大塚久美子社長は再建の道筋を描けるのか(撮影:今井 康一)

父と娘の激しい対立から3年――。大塚家具がピンチに陥っています。業績の大幅な悪化を受けて財務基盤強化は必須で、身売り説が複数のメディアから報じられています。

大塚家具の業績の低迷は、お家騒動によって企業イメージが棄損したこと、購買力のある中間層が縮小したことなど、いくつかの理由が指摘されていますが、筆者は、社会保険労務士として大塚家具の従業員の人心が離れてしまっているのではないかと気になっています。問題は大きく3つに整理できます。

従業員を犠牲にしてまで株主還元が必要だったのか

まず、株主の利益を重視しすぎて従業員を犠牲にしてしまったことが、人材流出につながったのではないかという問題です。

直近3カ年の有価証券報告書を見ると、2015年12月期に484万6000円だった従業員の平均年収は、2017年12月期には428万8000円まで下がりました。わずか3年で55万8000円。1割超のダウンです。


1株純利益が僅少または赤字にもかかわらず配当を続けていたこと自体も問題ですが、この配当の支払いが従業員を苦しめた可能性は否定できません。

確かに、会社の業績が悪化した場合に、従業員の給与や賞与がカットされるのは一般的なことですし、大塚家具も上場企業である以上、株価対策として継続的な配当を行う必要性はあります。

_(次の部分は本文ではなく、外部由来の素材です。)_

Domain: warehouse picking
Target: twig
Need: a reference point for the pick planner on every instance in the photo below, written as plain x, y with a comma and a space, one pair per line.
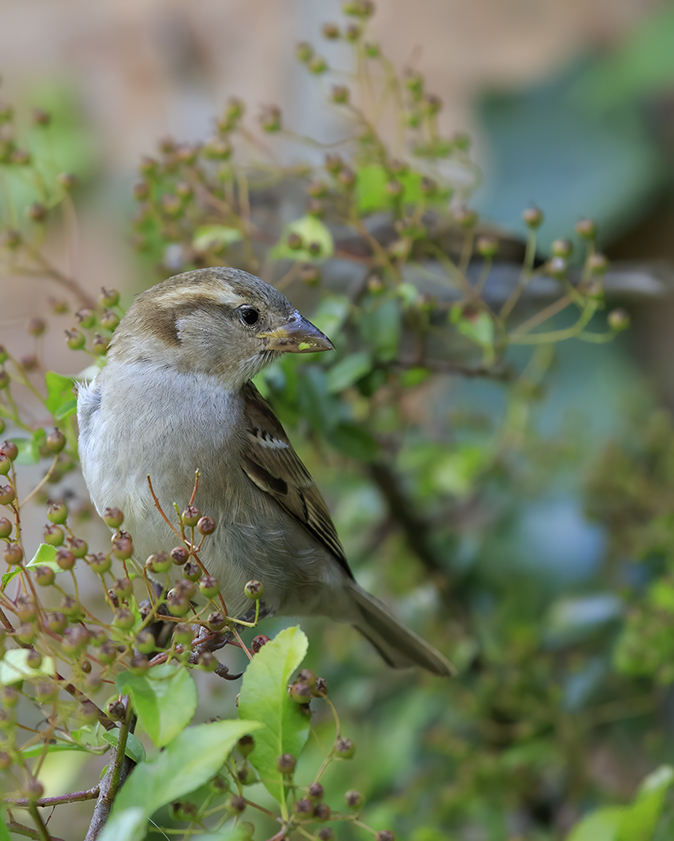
42, 831
73, 797
27, 831
118, 770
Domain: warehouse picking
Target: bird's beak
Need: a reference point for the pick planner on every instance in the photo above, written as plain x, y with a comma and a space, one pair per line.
297, 335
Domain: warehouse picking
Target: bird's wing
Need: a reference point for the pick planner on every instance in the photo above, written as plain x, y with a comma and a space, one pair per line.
271, 463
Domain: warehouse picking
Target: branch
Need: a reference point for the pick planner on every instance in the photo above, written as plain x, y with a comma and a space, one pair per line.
27, 832
119, 768
73, 797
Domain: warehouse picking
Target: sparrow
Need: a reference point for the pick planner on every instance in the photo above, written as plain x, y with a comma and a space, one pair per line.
176, 396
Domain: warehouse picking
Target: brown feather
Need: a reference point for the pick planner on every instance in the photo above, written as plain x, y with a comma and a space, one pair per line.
272, 464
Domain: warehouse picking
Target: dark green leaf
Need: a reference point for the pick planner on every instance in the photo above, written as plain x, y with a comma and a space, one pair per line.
354, 441
264, 697
348, 371
381, 328
187, 763
134, 747
602, 825
165, 700
59, 390
311, 230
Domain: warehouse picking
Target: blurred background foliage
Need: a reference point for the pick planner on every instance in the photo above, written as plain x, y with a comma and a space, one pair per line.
516, 507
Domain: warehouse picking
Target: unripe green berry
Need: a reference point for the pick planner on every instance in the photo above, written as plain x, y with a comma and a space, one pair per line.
254, 590
10, 449
65, 558
99, 563
158, 563
109, 297
207, 661
107, 653
533, 217
122, 546
192, 571
597, 264
322, 812
619, 319
72, 608
179, 555
206, 525
53, 535
26, 633
190, 516
7, 494
74, 339
57, 512
44, 576
354, 799
124, 619
109, 320
100, 344
55, 441
258, 642
301, 693
562, 248
86, 318
209, 586
78, 546
344, 748
13, 554
56, 622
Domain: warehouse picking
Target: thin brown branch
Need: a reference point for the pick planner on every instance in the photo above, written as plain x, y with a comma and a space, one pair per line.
72, 797
119, 767
27, 831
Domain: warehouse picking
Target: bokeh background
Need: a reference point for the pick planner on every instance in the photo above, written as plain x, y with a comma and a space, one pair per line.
570, 106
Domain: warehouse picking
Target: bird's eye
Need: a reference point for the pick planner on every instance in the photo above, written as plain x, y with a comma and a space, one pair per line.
249, 315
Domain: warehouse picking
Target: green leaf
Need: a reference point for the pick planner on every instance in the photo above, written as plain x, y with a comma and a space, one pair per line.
134, 747
640, 820
59, 747
381, 329
215, 236
59, 390
371, 192
264, 697
345, 372
602, 825
188, 762
476, 326
165, 700
354, 441
4, 832
14, 667
65, 410
45, 556
331, 314
311, 230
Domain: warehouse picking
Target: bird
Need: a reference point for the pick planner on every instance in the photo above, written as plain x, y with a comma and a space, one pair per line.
176, 396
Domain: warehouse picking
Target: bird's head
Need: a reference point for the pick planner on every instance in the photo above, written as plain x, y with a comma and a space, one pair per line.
220, 321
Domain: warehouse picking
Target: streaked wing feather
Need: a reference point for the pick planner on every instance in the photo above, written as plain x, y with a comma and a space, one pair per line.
271, 463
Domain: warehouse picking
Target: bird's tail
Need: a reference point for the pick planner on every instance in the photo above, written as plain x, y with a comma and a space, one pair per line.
400, 647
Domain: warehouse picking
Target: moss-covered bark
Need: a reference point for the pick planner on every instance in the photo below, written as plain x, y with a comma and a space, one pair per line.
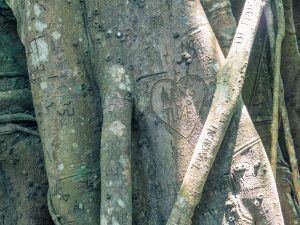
53, 33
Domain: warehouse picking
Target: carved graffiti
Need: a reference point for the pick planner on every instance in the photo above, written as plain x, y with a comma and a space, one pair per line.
178, 104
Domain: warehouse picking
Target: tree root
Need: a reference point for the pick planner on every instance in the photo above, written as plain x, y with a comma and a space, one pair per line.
276, 83
290, 144
228, 90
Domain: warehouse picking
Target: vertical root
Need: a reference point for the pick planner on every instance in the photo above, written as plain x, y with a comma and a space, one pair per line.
276, 83
289, 144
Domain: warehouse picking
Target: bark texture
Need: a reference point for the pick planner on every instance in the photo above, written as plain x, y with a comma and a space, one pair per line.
53, 33
23, 185
142, 51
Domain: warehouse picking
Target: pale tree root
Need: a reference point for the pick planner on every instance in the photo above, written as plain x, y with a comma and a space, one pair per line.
116, 188
290, 144
190, 192
67, 110
276, 83
290, 70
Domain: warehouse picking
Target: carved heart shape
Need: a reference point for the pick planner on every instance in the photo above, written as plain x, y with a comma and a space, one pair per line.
179, 104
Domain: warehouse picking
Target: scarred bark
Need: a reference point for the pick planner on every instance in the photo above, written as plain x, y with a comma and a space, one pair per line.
66, 109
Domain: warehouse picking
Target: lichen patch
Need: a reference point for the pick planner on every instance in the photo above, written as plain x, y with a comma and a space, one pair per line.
56, 35
117, 128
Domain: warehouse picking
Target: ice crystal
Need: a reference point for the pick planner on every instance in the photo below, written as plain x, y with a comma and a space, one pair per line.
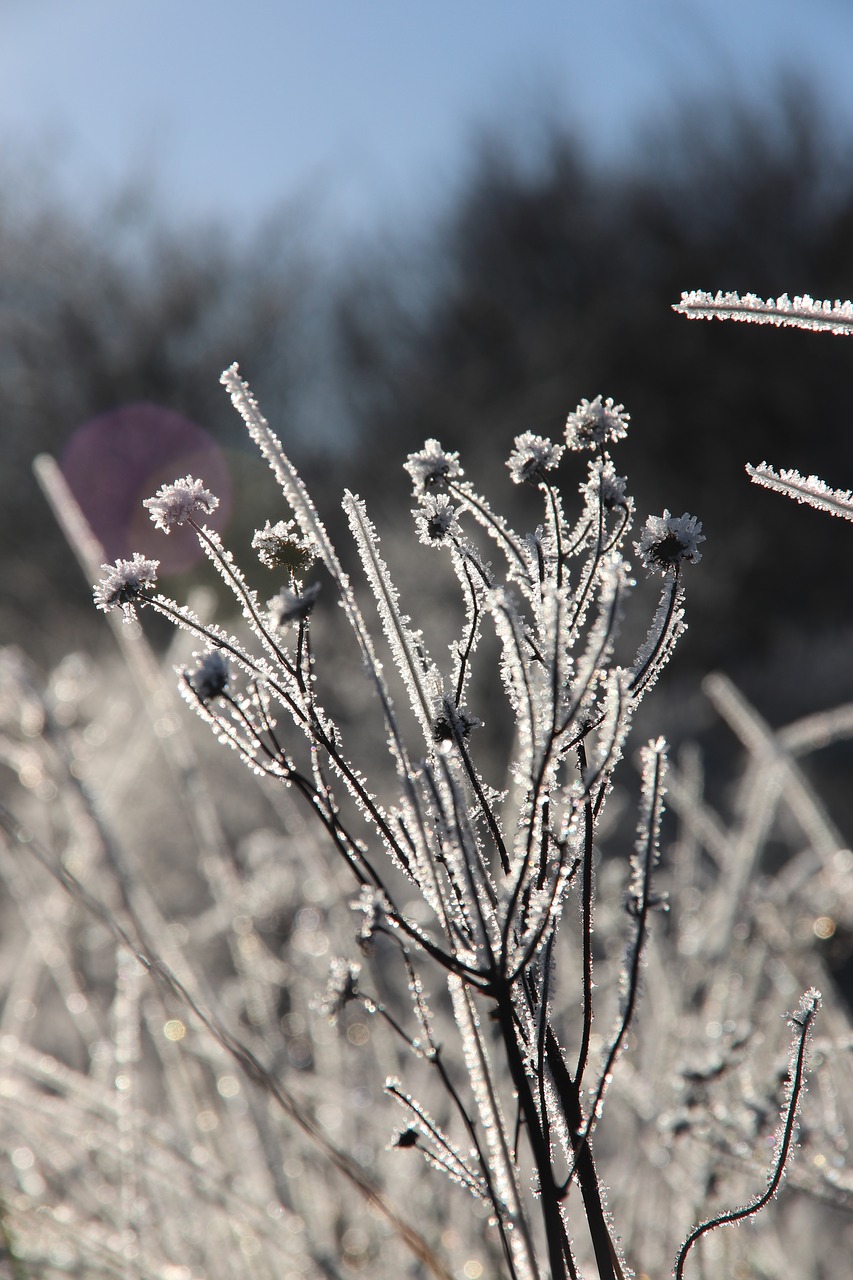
176, 503
436, 520
532, 457
810, 490
342, 988
292, 604
210, 677
667, 542
432, 467
124, 584
605, 487
596, 424
799, 312
283, 544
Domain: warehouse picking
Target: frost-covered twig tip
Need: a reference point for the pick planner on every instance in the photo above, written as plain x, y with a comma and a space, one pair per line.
799, 312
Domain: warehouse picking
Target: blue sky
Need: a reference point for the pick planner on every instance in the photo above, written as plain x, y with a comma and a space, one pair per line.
229, 106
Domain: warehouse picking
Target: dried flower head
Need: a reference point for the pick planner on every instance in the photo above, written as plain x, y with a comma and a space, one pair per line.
454, 722
436, 520
124, 583
283, 544
432, 466
341, 990
532, 457
292, 604
596, 424
603, 485
176, 503
667, 542
210, 677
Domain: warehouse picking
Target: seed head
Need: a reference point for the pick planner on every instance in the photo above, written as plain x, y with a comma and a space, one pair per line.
532, 457
667, 542
124, 583
176, 503
596, 424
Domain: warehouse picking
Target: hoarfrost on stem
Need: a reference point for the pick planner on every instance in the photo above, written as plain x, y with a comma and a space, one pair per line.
176, 503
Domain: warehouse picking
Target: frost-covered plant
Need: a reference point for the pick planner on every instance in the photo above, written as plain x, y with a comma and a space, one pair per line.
492, 868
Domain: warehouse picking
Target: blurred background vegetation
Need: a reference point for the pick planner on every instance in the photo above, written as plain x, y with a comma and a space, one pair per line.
544, 278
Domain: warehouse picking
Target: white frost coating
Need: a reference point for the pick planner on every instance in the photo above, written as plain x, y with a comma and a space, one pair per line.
419, 675
495, 1127
799, 312
313, 528
807, 489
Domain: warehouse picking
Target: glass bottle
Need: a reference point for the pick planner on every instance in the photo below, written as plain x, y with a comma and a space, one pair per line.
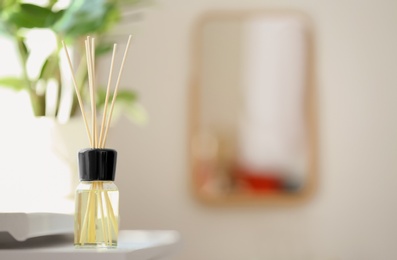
97, 200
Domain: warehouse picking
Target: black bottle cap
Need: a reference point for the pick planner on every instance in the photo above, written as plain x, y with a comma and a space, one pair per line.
97, 164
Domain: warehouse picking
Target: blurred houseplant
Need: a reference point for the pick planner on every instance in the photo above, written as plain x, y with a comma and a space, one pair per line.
49, 148
71, 23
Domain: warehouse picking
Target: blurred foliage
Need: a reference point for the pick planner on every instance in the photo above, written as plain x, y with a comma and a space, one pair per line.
71, 24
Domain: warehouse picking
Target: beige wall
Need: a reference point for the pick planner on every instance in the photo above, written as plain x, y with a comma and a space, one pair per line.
353, 214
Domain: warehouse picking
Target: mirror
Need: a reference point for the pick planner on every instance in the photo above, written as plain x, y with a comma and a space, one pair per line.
252, 125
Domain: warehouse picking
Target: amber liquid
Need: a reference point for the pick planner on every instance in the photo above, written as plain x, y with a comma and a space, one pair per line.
96, 216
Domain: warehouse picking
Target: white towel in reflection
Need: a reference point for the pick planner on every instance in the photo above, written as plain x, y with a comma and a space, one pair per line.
271, 130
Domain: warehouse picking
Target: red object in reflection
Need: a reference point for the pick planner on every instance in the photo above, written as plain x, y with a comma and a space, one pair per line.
259, 180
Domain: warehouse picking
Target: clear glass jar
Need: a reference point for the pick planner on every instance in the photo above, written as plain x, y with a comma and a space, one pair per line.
97, 200
97, 214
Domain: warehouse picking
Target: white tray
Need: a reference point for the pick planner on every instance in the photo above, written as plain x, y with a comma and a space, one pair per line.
132, 245
22, 226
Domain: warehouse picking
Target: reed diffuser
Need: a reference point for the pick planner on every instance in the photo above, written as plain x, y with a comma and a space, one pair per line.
97, 197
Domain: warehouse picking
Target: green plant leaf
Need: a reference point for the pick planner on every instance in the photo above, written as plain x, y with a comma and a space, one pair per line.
103, 48
14, 83
85, 17
33, 16
125, 96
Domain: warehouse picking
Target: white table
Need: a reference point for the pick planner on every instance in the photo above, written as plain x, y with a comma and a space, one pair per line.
132, 245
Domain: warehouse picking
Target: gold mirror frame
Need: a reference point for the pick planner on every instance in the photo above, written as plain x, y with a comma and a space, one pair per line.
238, 197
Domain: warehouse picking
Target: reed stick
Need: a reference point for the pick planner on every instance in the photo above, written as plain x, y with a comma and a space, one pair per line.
91, 89
115, 92
78, 94
94, 90
105, 108
98, 197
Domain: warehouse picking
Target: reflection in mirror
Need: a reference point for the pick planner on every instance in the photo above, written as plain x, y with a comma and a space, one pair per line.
252, 129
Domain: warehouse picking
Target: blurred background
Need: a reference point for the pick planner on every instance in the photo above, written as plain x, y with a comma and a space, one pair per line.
352, 212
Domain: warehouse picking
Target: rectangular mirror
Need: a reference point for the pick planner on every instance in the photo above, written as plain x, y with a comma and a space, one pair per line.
252, 126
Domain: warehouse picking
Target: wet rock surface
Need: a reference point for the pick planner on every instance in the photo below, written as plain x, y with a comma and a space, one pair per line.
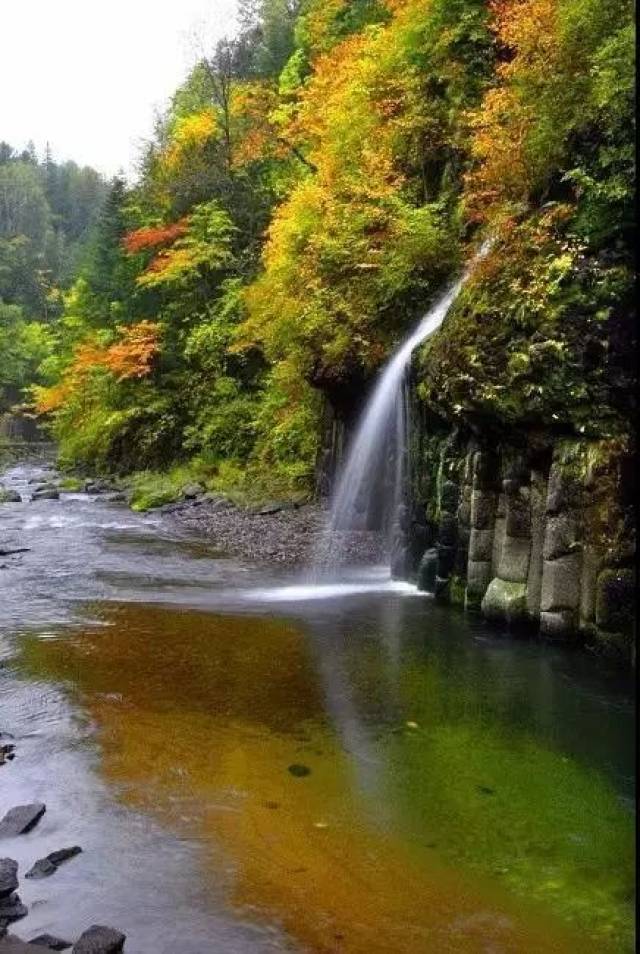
50, 942
44, 867
285, 533
8, 876
100, 940
21, 819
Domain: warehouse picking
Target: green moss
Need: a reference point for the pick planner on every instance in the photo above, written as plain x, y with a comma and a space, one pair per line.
71, 484
506, 601
457, 588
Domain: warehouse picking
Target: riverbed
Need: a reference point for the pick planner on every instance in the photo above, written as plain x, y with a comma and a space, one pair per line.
252, 763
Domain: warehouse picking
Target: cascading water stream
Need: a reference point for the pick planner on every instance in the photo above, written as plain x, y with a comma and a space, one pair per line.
372, 478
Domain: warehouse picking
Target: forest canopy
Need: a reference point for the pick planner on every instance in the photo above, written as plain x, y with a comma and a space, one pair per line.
312, 185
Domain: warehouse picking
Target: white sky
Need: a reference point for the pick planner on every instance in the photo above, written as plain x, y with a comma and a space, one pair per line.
87, 75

しかしながら、教科書的な考え方としても、赤字の会社は配当を出す必要はありません。ましてや、従業員の支払う給与や賞与を削ってまで株主還元が必要だったのかということです。

そもそも、大塚家具の従業員の給与は2015年12月期時点でも決して高い水準にはありません。東京商工リサーチによれば、2017年決算における上場2681社の平均年収は、599万1000円(中央値586万3000円)です。

平均年収が1000万円を超えているような会社ならばともかく、500万円弱の年収から60万円近くもダウンしたことは従業員の生活に大きな影響が生じます。

大塚家具の従業員数は2015年12月期の1744人から2017年12月期には1489人と、255人も減っています。店舗閉鎖など事業規模の縮小もあったとは思いますが、収入の減少に苦しんで不本意ながら退職を選んだことによる従業員の流出も少なからずありそうです。

間接部門のスリム化が遅れている

2つ目の問題点は、経営効率の改善や人員配置がうまくいっていないのではないかということです。

大塚家具の2015年12月期は売上高580億円に対して、2017年12月期は410億円まで下がりました。これに伴って従業員数が減っているのは自然な流れです。ただ、問題は従業員1人当たりの売上高が3325万円(2015年12月期)→2753万円(2017年12月期)と減少傾向にあることです。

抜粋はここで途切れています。